Link to the list of extensions at the end of the article

  • CatZoomies@lemmy.world
    link
    fedilink
    English
    arrow-up
    11
    arrow-down
    2
    ·
    edit-2
    15 hours ago

    Still sounds gross. While the developer might have opted in to selling your processing power to scrape websites, I doubt the users of each extension opted in.

    Response from the developer:

    " Users who want to support a free software product or creator can decide to opt-in to share their bandwidth. … Developers can decide to offer them additional features and content or simply use the money to keep the products free and available."

    On User Consent:

    “Our approach is always opt-out by default. I’ll write more below on how we are going about enforcing it now as part of a stricter approach to maintaining a transparent ecosystem. We provide default opt-in/out hosted pages to simplify asking consent and have left this page where users can see all the plugins to which they have opted-in and manage their settings with no developer as an intermediary: mellow.tel/user-control.”

    In other words, users are opted-out by default. They can also go to that web site, and when they click the link, the page checks which extensions are installed in the browser and whether or not you opted in.

    On Opt-In Enforcement:

    Ars Technica article states there are “no checks to determine if a real user knows what they are approving or to determine if the developer just opts all users in on their behalf”.

    “We do have a page where users can go and see if they are opted-in or have been opted in without their knowledge from the developer: mellow.tel/user-control. But you are right and we should do more. We have started enforcing the opt-in policy from today (by simply checking each integration and not sending requests to those that don’t show an opt-in) and will be doubling down on that in the coming days. Each new websocket request from an unknown integration will be quarantined and we won’t allow requests to go through until we have controlled the integration is compliant and is asking users to opt-in + is leaving an opt-out option clearly visible. We will also start enforcing routine checks on our Mellowtel integrations to create a transparent environment.”

    In other words, the Mellow.tel developer has it set to always opt-out by default. However, developers of extensions may just opt-in the users without consent - which, I agree with you is gross. It’s possible those developers don’t explain the full implications. Now, the Mellow.tel developer is putting in remediations to ensure that the opt-in policy is enforced, and users will have more exposure to knowing whether or not this is happening. Meaning, they’re going to try to enforce default opt-out (as they stated this was always their policy), and make it easier for users to know they get opted in.

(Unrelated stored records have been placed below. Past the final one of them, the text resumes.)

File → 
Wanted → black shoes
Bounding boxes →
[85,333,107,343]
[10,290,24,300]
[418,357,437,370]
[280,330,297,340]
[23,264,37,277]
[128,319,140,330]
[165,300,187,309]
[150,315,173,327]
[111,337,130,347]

    On Personally Identifiable Information and Monetisation:

    The developers basically claims everything is anonymized. And the way they make money is, if you opt-in, you share “a fraction of your bandwidth” when browsing the web, fetching from a server, etc. They don’t collect or sell your user data because they aren’t advertising, and their business model is not advertising.

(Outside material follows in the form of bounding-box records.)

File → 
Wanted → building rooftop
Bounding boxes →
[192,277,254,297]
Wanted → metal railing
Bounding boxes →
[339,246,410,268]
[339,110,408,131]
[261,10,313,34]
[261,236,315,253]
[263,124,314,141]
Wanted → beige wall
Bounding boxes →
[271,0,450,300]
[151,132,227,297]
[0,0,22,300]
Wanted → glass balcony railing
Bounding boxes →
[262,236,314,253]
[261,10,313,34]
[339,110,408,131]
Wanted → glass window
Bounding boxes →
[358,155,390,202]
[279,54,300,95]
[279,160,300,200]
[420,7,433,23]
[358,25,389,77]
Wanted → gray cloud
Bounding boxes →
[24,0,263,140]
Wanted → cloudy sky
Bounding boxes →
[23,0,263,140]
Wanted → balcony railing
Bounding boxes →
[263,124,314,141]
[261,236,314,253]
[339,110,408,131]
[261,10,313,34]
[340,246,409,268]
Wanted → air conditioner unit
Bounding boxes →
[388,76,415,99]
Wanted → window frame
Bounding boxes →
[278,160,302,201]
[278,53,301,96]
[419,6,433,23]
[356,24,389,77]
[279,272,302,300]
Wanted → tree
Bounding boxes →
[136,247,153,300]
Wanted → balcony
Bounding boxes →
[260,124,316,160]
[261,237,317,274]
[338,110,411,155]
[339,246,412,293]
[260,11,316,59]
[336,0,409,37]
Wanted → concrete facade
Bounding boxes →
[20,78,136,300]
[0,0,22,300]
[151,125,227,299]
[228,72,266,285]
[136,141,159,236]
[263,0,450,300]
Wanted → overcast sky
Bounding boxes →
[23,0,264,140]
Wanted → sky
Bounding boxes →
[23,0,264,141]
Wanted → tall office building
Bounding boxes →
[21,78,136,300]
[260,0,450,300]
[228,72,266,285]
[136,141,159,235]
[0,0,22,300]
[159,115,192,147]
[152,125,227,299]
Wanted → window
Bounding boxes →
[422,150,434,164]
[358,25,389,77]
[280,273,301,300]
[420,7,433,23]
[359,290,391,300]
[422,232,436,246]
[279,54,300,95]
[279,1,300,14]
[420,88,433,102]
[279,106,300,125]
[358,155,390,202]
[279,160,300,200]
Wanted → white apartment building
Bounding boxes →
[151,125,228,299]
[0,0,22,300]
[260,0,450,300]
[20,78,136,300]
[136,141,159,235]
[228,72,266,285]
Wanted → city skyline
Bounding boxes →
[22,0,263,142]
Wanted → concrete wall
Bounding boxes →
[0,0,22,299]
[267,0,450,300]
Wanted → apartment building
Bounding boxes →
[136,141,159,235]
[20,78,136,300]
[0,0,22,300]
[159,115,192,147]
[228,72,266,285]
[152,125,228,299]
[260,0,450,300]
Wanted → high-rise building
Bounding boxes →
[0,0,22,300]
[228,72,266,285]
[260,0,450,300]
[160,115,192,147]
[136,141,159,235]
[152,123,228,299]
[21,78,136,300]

    “all [Response data] is completely anonymous, it doesn’t point back to any user, and isn’t stored except the minimum time to at on it… Location - The only information used is country level (e.g., US, ES, DE), [and] it isn’t associated with any Personally-Identifiable-Information (PII) at all.”

    So my conclusion - I care about my privacy. I don’t like being opted into things without my consent. According to this developer’s response, they never did. They’re trying to come up with a model to help the web stay free. Who knows if this will be viable or not. Developers of extensions can leverage this stuff, and in the past, some of those developers may have opted users in without their consent (or without full transparency or understanding of how this was happening). Even if a user was “opted in”, it doesn’t appear to be a significant impact to privacy as they have their source code published, processing happens locally on the user’s device, and the data that gets process is not transmitted, sold, or even have any identifiers. In fact, the data they claim is quite sparse to the extent that it’s limited to bandwidth allotment, country, and simple “keep alive” checks (heartbeat). Now I don’t have any association with this company, know this developer, nor do I have any stakes at all in this. This just caught my attention and I Had to read and learn more about it, and assess whether or not it affects my privacy threat model (it doesn’t for me, simply because none of the extensions I use have this thing).

    For my background - I’m a software engineer for a SaaS provider. My company processes observability telemetry, and we assist customers to instrument agents in their environments (server, machines, clusters, DB, and end-user devices like browsers and mobile devices) to collect metrics to enable observability of their platform, and generate automatic application topology. Also a suite of tools to examine metrics and dynamic baselines, health rules for baseline deviations or other anomalies, analytics, user queries, complete business transaction view, incident remediation, etc. However, I have no background whatsoever in security. So I can’t comment on the security point because I don’t have a cyber security background. I’m only going off what the developer said, and it made sense to me. But I’d defer to a person with cyber security expertise to comment here.

    Edit: Added some additional context, fixed some spelling.